Le drone civil prend son envol en Aquitaine

par Claude Canellas

BORDEAUX (Reuters) - Surveillance des incendies de forêts, mesure de la radioactivité, détection de la pollution marine : les drones, habituellement associés à des activités militaires, s'apprêtent à envahir le marché civil avec des applications illimitées.

En France, l'Aquitaine a pris une longueur d'avance en créant il y a deux ans un noyau ("cluster") dénommé Aetos, sous l'impulsion du Conseil régional et du groupe Thales, avec les nombreuses entreprises et des laboratoires de recherche du secteur aéronautique présents dans la région.

Depuis dix ans, le secteur des drones a connu la plus forte progression de l'industrie aéronautique et spatiale, pour l'essentiel dans le domaine militaire, souligne Aetos.

Une étude du cabinet américain Teal Group estime que le marché devrait doubler au cours de la prochaine décennie pour atteindre 8,7 milliards de dollars, dont une partie non négligeable viendra du secteur civil.

La France a fait un pas décisif en promulguant en avril dernier la première loi autorisant le survol du territoire sous conditions par ces objets volants identifiés. Jusqu'alors, ces aéronefs sans pilote dirigés à distance ne pouvaient être utilisés qu'avec une dérogation ponctuelle et limitée.

L'Aquitaine, où sont implantés de grands groupes comme Thales, Dassault, EADS et Safran, ainsi que de nombreuses PME innovantes, notamment dans le domaine de l'électronique, de l'informatique et des systèmes, a vu sa position confortée par l'ouverture de la première zone européenne d'essais en vol pour les applications civiles sur le camp militaire de Souge à Martignas en Gironde.

L'université de Bordeaux y a créé des modules de formation et, le deuxième salon "UAV Show Europe" consacré aux drones s'ouvre ce mercredi à Mérignac près de Bordeaux.

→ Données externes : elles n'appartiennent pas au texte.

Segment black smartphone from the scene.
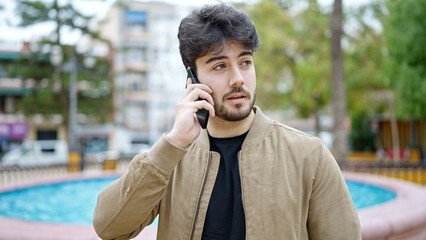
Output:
[186,69,209,129]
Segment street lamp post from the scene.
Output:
[51,46,96,171]
[68,56,80,157]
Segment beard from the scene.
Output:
[214,87,256,122]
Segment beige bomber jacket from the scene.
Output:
[93,107,361,240]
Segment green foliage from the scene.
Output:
[248,0,330,117]
[345,2,390,115]
[13,0,112,122]
[384,0,426,119]
[349,113,376,152]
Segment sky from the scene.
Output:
[0,0,370,45]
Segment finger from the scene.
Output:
[185,88,214,105]
[193,100,215,117]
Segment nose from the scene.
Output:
[229,66,245,88]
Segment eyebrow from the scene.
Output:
[206,51,253,64]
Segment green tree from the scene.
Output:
[13,0,112,121]
[330,0,348,162]
[384,0,426,119]
[248,0,330,135]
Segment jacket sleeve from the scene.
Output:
[93,136,186,239]
[308,143,361,240]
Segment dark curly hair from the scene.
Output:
[178,3,260,70]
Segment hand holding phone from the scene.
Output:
[186,68,209,129]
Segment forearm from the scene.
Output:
[308,140,361,240]
[93,138,186,239]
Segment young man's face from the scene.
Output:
[195,43,256,121]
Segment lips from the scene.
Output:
[227,93,246,99]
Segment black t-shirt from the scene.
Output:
[202,133,247,240]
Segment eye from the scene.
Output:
[241,59,253,66]
[213,63,226,70]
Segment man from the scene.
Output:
[94,4,361,240]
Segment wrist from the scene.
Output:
[164,132,189,148]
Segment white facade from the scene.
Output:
[99,1,186,152]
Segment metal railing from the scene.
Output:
[0,160,129,186]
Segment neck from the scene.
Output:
[207,110,255,138]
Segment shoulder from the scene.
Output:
[270,120,323,149]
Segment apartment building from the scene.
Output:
[98,0,186,152]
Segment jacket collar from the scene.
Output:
[198,106,271,150]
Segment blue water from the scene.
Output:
[0,178,396,226]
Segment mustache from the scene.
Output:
[222,87,251,101]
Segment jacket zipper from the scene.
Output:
[238,151,247,239]
[190,152,212,240]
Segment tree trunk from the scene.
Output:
[330,0,348,164]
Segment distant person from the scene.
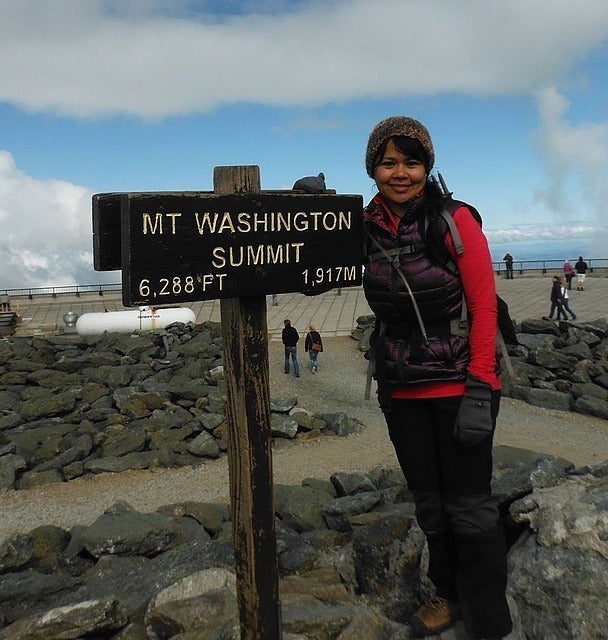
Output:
[564,260,574,289]
[562,276,576,320]
[574,256,589,291]
[544,276,568,320]
[502,253,513,280]
[304,324,323,373]
[281,320,300,378]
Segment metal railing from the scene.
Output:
[492,258,608,275]
[0,258,608,306]
[0,282,122,300]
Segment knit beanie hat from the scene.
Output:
[365,116,435,178]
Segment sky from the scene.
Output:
[0,0,608,289]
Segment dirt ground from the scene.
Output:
[0,337,608,540]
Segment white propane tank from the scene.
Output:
[76,307,196,336]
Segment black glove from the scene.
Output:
[454,374,493,447]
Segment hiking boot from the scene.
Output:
[410,596,460,638]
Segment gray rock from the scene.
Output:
[3,598,128,640]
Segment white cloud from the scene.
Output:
[535,88,608,255]
[0,150,97,289]
[0,0,608,118]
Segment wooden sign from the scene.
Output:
[93,191,363,306]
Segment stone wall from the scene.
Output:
[0,447,608,640]
[0,323,363,491]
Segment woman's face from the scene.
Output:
[374,140,426,216]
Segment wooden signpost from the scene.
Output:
[93,166,362,640]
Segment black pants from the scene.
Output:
[385,392,512,638]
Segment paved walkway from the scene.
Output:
[5,273,608,340]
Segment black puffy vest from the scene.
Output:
[363,196,470,387]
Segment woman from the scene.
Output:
[564,260,574,289]
[543,276,568,321]
[304,324,323,373]
[363,117,512,639]
[562,276,576,320]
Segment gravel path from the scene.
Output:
[0,337,608,540]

La première entreprise à avoir obtenu en juin l'agrément de la DGAC (Direction générale de l'aviation civile) pour effectuer des opérations aériennes y est aussi implantée.

MOINS CHER QU'UN HÉLICOPTÈRE

Il s'agit de Fly'n'Sense qui a notamment apporté son savoir-faire aux pompiers landais qui ont testé durant l'été un drone pour la surveillance des forêts contre les incendies.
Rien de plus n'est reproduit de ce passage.